Alle Jochstützen mussten aufgrund ihres flächigen Kontaktes mit den Massivbauteilen überarbeitet werden. Aufgrund ihrer aussteifenden Funktion wurden die Jochstützenfüße in spezielle Schweißprofilauflager mit ausreichend konstruktivem Abstand zu den Massivbauteilen gefasst. Die historischen eichernen Holzstempel wurden zum Teil erhalten oder durch tragfähige Teile aus dem Rückbau ersetzt. Bei den historischen Jochträgern hatten Bohrwiderstandsmessungen tiefreichende Schäden aufgezeigt.
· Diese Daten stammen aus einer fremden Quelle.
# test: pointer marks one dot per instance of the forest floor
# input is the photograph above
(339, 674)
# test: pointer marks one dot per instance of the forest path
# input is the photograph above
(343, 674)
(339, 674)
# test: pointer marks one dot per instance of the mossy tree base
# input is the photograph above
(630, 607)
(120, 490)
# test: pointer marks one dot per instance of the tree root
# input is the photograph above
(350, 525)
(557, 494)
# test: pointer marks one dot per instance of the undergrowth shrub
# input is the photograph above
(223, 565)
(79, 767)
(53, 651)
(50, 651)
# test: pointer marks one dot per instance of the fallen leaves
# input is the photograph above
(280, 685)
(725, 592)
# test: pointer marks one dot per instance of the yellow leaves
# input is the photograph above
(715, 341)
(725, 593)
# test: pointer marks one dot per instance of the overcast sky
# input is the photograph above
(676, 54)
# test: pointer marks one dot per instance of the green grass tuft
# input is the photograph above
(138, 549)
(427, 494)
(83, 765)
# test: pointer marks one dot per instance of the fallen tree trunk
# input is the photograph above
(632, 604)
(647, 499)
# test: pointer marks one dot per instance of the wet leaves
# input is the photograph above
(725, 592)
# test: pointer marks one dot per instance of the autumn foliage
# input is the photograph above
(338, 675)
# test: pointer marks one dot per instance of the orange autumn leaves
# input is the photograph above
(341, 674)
Diese wurden daher beidseitig mit Schweißprofilen verstärkt, wobei die hohen konzentrierten Lasten und deren Einleitung in die Jochstützen berücksichtigt werden mussten. Zur weiteren Verbesserung der Tragwerksstabilität kamen in der Ebene der Zugbänder, in der Gespärrebene und in allen Querrahmen druckschlaffe Verbände zum Einsatz. Die Dachebenen konnten durch kraftschlüssige Verbindungen der robusten und dichten Lattung ausgesteift werden.

…bis hin zur Dachdeckung
Die historische Schindeldeckung wurde mit Eichenschindeln erneuert. Diese wurden im grünen Zustand manuell gespalten und mit einer Dreifachverlegung montiert. Die so weitgehend sanierte Brücke ist inzwischen wieder für den Verkehr freigegeben. Zwar stehen die Sanierung der Unterbauten sowie die Herstellung des Kolkschutzes noch aus – doch in Bezug auf Tragfähigkeit und Optik ist das historische Kleinod schon jetzt für die nächsten 200 Jahre bereit.